Covariate balance was investigated by performing bivariate analyses between the two levels of monitoring site and potential confounding variables. Absolute standardized differences were also calculated. We conducted a propensity score analysis (for monitoring site) as a sensitivity analysis to confirm the multivariable logistic regression model provided adequate adjustment for potential confounding.
Regarding sample size considerations, we assumed a frequency of 30% residual paralysis in the group conventionally monitored at adductor pollicis, based on a recent report by Murphy et al.28 We hypothesized that monitoring of eye muscles was associated with a higher frequency of residual paralysis and considered that a frequency of 50% in this group would be a clinically relevant difference. Assuming equal size groups, a two-sided α level of 0.05, and 80% power, the required sample would be 206 (103 per group). By the end of the projected study period, the study had enrolled 180 patients.

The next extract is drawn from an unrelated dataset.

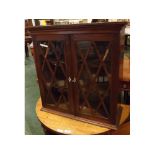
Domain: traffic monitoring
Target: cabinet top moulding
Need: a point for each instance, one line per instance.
(109, 27)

Because of unavailability of supplemental funds, recruitment could not be continued, and an analysis was conducted. After accounting for exclusions, 150 patients were available for the analysis. Because the null hypothesis was rejected with a two-sided α level less than 0.01, the study was not reopened to enrolment.
All analyses were conducted using Stata 12 (Stata Corporation, College Station, TX).
All hypothesis tests and their associated P values are two-sided.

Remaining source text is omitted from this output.